Moreover, how do the People’s Vote campaign see their wish for a second referendum coming to pass, when there is very clearly no majority for it in the House of Commons and therefore no obvious way to it happening? The logic of the campaign only makes sense if we see its main aim as shifting Labour’s position, and damaging the Corbyn project. This, of course, has happened, with Jeremy Corbyn confirming both that the party seeks another referendum on any Tory deal and that it would back remain if it were to go ahead. Thankfully, he has not said that Labour would back remain in the event of a general election before Brexit, leaving open the possibility of Labour putting its Brexit plan to the people.

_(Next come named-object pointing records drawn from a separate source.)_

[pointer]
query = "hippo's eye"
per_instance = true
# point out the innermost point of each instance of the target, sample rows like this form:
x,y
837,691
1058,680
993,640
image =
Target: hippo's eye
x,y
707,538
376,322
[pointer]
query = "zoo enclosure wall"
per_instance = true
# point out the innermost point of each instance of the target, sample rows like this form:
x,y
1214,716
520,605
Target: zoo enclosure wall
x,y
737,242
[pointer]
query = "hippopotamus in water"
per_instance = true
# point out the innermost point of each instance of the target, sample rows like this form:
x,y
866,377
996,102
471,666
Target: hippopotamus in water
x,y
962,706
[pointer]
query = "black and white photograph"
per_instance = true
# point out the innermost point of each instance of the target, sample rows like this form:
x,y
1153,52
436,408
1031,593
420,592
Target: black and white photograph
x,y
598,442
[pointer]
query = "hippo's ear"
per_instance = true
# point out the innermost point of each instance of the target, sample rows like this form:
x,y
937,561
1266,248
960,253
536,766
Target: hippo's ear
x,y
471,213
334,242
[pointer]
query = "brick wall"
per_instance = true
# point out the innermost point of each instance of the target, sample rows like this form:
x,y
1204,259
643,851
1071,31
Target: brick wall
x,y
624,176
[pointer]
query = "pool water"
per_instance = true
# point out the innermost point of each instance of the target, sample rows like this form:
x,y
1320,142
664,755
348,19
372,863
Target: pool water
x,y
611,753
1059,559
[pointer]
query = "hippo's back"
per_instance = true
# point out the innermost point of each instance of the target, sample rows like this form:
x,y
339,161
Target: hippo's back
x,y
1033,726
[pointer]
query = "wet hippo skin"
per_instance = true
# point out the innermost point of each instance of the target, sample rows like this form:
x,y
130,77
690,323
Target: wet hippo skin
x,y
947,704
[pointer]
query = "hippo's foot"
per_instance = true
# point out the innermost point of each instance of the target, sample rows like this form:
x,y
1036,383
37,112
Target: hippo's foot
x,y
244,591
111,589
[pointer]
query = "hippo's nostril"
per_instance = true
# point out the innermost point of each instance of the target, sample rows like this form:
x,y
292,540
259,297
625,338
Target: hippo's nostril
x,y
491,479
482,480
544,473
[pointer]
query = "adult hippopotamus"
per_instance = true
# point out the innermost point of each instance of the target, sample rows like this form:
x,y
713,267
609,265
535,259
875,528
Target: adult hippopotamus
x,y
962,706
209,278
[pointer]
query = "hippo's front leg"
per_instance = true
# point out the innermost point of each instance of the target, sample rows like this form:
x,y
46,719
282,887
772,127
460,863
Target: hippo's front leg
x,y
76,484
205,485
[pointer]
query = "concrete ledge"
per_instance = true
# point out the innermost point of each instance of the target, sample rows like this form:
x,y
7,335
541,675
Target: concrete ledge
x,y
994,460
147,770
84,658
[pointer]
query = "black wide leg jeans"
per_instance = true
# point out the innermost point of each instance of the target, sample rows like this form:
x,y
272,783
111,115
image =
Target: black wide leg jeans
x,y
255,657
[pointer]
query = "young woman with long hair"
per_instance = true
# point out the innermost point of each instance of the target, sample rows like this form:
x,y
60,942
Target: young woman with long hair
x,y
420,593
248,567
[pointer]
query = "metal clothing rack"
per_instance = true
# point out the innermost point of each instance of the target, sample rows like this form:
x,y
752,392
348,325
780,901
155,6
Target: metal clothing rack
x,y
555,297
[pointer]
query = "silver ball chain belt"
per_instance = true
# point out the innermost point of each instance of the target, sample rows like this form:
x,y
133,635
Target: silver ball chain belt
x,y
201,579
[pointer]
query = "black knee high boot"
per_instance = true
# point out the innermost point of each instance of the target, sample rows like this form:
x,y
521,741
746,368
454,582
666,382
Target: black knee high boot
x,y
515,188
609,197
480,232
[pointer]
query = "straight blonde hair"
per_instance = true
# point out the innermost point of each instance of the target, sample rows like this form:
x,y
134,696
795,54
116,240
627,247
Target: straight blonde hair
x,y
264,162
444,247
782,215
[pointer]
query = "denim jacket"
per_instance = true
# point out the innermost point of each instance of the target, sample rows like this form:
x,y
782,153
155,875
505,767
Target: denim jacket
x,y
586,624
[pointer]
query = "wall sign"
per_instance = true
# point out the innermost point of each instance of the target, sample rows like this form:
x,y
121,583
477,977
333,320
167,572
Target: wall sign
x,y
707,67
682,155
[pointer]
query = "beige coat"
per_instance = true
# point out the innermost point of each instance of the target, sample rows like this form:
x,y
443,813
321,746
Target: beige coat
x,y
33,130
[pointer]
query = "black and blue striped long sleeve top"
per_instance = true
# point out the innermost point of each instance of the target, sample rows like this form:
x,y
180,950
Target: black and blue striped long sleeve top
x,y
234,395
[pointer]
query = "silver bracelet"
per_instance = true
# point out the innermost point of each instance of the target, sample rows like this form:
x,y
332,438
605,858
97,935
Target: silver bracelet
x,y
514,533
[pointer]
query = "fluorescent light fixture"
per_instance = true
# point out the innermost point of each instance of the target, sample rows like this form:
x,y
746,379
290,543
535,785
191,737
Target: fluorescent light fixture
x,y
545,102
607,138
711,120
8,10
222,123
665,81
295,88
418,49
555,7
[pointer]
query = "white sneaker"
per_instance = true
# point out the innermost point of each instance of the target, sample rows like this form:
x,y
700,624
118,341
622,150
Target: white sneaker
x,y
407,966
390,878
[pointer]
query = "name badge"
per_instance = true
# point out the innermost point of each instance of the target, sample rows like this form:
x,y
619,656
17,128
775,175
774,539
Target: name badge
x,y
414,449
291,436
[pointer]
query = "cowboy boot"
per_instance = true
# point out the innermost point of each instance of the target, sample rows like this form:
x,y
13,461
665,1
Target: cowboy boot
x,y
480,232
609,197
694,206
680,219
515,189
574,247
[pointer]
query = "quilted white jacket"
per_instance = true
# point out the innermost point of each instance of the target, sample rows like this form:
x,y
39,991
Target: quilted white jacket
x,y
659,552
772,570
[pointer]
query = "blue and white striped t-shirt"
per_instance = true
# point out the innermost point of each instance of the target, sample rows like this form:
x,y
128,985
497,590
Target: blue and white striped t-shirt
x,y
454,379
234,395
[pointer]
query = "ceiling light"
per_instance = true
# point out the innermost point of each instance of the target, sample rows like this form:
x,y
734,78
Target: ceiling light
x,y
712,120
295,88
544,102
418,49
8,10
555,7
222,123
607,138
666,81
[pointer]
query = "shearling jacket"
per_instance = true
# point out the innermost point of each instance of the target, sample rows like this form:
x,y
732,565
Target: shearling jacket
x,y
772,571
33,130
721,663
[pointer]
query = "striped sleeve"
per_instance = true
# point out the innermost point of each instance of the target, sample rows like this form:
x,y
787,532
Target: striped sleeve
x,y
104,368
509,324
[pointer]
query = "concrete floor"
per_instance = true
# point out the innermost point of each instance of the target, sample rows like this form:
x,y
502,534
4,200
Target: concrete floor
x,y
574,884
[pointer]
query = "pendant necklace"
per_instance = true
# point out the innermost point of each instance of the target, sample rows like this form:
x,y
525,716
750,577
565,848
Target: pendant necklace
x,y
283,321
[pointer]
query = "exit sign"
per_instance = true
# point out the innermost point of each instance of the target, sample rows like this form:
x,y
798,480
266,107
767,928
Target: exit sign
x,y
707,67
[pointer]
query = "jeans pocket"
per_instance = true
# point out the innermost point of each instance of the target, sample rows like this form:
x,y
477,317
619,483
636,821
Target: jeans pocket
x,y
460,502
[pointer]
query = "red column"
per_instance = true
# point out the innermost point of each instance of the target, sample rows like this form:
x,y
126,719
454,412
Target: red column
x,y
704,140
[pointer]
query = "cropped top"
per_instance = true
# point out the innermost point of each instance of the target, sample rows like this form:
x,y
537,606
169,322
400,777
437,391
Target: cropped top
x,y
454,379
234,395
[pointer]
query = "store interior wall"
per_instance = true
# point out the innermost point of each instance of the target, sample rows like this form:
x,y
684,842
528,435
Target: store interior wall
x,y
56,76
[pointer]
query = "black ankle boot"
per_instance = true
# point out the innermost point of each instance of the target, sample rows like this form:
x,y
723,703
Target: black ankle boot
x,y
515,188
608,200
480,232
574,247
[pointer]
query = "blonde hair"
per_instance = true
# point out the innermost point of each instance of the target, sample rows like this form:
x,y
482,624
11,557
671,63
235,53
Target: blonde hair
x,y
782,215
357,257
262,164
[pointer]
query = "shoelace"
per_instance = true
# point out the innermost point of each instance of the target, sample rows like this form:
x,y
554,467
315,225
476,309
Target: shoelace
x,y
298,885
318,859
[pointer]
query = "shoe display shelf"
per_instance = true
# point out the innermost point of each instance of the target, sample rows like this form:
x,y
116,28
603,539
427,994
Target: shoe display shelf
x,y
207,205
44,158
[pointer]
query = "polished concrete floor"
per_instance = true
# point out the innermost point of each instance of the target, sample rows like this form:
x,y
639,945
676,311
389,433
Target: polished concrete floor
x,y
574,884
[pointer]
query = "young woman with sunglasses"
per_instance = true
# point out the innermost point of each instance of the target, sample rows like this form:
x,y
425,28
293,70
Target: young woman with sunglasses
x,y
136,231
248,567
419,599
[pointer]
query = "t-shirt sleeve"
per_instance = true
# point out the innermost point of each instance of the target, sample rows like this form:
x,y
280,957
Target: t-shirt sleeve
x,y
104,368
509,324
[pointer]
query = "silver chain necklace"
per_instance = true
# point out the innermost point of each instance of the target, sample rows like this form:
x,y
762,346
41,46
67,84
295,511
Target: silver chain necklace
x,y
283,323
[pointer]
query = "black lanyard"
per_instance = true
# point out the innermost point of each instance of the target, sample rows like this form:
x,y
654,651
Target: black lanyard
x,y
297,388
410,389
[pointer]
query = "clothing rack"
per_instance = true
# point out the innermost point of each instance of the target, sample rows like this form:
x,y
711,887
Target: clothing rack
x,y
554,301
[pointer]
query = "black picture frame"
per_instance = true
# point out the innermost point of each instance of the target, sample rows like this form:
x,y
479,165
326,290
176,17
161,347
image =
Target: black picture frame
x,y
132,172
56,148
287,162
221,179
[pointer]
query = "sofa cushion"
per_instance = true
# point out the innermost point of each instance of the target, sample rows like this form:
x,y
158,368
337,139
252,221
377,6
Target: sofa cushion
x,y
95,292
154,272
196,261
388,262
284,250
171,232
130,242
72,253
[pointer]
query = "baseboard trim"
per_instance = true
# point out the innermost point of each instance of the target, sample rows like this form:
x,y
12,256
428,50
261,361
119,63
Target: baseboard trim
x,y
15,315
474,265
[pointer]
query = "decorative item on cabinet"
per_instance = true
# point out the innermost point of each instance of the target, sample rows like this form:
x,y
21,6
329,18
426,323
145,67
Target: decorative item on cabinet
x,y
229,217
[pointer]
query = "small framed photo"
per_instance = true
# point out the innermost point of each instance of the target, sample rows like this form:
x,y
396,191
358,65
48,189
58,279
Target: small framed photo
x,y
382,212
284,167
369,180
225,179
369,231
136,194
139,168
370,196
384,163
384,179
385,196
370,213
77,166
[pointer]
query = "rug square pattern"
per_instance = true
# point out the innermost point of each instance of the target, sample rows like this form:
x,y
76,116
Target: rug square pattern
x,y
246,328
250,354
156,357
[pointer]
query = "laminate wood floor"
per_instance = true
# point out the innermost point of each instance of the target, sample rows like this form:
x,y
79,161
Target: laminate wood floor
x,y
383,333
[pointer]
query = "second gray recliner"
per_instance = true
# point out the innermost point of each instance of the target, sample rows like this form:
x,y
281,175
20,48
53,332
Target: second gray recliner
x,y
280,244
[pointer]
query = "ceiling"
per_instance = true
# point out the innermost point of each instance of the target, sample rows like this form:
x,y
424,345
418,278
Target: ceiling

Still, the People’s Vote campaign has clearly contributed to this change, even if the path to it happening remains as obscure as ever.
As the summer goes on, the twin attacks over Brexit and antisemitism will continue, buoyed by the now regular conflation of antisemitism with anti-capitalism and anti-imperialism that only exists in the heads of its authors. In the US, we have the sight of Donald Trump telling black female Democratic representatives to ‘go back to where you came from’, leading to the nauseating sight of his supporters chanting ‘send them back’. Jeremy Hunt, the supposedly more liberal Tory candidate for the leadership, won’t call Trump a racist. Figures from the Labour right who spend all their time trying to damage Corbyn and the left via attacks on Brexit and antisemitism are quite happy when it suits them to add their names to the fight against fascism. If a second referendum happens, Labour backing remain would allow the far right here to paint themselves as the defenders of democracy. If you don’t trust these people on issues of racism, why would you think their Brexit positions are in the interests of the working people of Britain? Moreover, what of democracy? Mandelson is an unelected lord, and a signatory of the statement against Corbyn over antisemitism. He’s in no position to give lectures on democracy, seeing as how he and others are trying to overturn the EU referendum, and unseat the twice-elected leader of the Labour Party.
[i] An indicator of the researchers’ position is the idea that anti-imperialism rests on the work of John Hobson, and is therefore at its core antisemitic. Of course, Jeremy Corbyn’s foreword for the 2011 edition of Hobson’s book on the topic was cited in one of the more recent attempts to brand the Labour leader an antisemite, despite its existence in every university library as a set text on relevant courses.